The Phantom of the Opera (1988):
Sets and Costumes: Maria Bjornson; Lighting: Andrew Bridge;
Sound: Martin Levan
I'll be honest. This probably wouldn't have made this list if I hadn't seen it recently. It's not my favorite show by a long stretch. And that chandelier? Zzzzz. But the rest of the physical production is truly stunning. The late Maria Bjornson did timeless work.

The Who’s Tommy (1993):
Sets: John Arnone; Costumes: David C. Woolard;
Lighting: Chris Parry; Sound: Steve Canyon Kennedy;
Projections: Wendall K. Harrington; Video: Batwin + Robin Productions, Inc.
It was a live music video on steroids. Loud and colorful, and with a "new thing," projections!

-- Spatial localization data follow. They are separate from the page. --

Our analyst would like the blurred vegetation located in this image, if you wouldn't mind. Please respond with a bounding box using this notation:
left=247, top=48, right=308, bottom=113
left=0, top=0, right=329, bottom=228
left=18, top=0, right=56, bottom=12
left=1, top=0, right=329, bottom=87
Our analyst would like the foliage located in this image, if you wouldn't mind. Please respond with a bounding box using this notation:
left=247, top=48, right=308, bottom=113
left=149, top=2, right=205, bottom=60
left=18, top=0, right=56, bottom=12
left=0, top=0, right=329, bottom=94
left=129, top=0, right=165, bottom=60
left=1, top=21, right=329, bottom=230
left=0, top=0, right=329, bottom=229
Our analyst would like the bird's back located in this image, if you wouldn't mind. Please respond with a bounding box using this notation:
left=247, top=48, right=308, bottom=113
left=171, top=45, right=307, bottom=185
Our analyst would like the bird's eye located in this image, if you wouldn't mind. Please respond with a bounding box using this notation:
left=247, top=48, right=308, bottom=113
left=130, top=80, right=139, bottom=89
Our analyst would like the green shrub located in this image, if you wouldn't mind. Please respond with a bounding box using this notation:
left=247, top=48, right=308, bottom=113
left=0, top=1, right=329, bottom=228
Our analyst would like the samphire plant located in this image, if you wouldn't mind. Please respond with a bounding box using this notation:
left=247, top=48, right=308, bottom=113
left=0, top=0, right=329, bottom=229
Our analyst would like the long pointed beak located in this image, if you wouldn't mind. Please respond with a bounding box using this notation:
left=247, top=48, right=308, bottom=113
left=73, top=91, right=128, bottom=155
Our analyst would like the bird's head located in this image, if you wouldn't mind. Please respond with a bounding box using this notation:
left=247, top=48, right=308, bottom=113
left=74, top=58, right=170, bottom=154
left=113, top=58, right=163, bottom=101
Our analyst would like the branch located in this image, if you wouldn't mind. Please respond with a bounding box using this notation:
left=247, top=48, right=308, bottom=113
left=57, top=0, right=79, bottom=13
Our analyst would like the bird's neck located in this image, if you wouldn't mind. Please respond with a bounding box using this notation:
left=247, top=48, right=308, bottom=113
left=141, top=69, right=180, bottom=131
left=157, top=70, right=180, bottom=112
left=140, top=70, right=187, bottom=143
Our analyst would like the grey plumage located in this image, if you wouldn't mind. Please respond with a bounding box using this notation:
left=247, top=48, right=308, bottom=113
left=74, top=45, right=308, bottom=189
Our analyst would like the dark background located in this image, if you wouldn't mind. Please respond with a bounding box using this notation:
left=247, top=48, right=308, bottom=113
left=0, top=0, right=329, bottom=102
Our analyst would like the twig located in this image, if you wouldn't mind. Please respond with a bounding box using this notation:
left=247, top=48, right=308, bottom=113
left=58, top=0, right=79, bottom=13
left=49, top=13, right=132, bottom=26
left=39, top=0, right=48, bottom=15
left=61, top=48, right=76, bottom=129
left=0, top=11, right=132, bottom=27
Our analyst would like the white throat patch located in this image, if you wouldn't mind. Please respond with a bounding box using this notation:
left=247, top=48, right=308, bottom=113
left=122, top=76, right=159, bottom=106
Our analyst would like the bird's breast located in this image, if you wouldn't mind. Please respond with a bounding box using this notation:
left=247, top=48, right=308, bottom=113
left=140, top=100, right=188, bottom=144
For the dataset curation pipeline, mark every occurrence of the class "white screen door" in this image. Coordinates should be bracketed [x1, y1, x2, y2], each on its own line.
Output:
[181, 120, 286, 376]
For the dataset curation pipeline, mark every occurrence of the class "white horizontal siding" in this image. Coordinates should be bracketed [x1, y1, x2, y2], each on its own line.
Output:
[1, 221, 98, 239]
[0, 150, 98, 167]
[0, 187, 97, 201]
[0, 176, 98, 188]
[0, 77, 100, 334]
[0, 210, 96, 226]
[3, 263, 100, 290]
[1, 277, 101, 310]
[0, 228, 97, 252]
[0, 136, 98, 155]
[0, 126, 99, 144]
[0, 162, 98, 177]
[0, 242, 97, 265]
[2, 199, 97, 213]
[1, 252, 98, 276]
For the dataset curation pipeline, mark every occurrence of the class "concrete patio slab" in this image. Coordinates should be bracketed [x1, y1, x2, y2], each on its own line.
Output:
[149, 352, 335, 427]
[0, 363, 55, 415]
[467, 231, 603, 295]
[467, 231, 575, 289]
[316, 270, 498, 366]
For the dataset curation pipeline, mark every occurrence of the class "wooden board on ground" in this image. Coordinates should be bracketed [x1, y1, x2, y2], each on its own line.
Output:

And they were so cool! Still, for me, the gold standard of rock musicals.

The Will Rogers Follies (1991):
Sets: Tony Walton; Costumes: Willa Kim;  
Lighting: Jules Fisher; Sound: Peter Fitzgerald
Lavish and old-school, heart-warming and modern, this extravaganza was unbelievable. Just when you thought they couldn't top themselves, the design team came up with yet another topper. I'd be happy just to see that multicolored, ever-changing staircase one more time.